Jackline Wambūi

Personal information
- Nationality: Kenyan
- Born: 8 February 2000 (age 26)

Sport
- Sport: Running
- Event: 800 metres

Achievements and titles
- Personal best: 800 m: 1:58.79 (Nairobi 2019)

Medal record
Women's athletics
World Youth Championships
| Gold medal – first place | 2017 Nairobi | 800 m |

= Jackline Wambui =

Kenyan middle-distance runner

Jackline Wambūi (born 8 February 2000) is a Kenyan middle-distance runner who competes in the 800 metres event.

Wambūi won the gold medal in the 800 meters at the 2017 IAAF World U18 Championships in Nairobi. The following year, she finished eighth at the 2018 IAAF World U20 Championships in Tampere.
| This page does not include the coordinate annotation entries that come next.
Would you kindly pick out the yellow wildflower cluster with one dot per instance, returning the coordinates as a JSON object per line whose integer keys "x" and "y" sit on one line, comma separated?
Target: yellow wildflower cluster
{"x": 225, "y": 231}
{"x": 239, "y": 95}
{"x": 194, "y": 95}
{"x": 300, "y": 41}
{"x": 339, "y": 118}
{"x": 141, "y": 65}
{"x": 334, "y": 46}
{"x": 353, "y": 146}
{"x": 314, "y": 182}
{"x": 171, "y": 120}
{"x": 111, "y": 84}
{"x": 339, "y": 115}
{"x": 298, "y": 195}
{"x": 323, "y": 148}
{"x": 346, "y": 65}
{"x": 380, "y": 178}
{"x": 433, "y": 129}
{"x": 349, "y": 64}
In April 2019, she won the African Junior Championships in Abidjan, and then in August won the Kenyan National Championships.

She withdrew from the 2019 IAAF World Athletics Championships after not taking a mandatory testosterone level test. In 2024, World Athletics filed a CAS case against Wambūi and the Anti-Doping Agency of Kenya related to the violation.

Her personal best for the 800m is 1:58.79, set at Nyayo National Stadium, Nairobi, on 13 September 2019.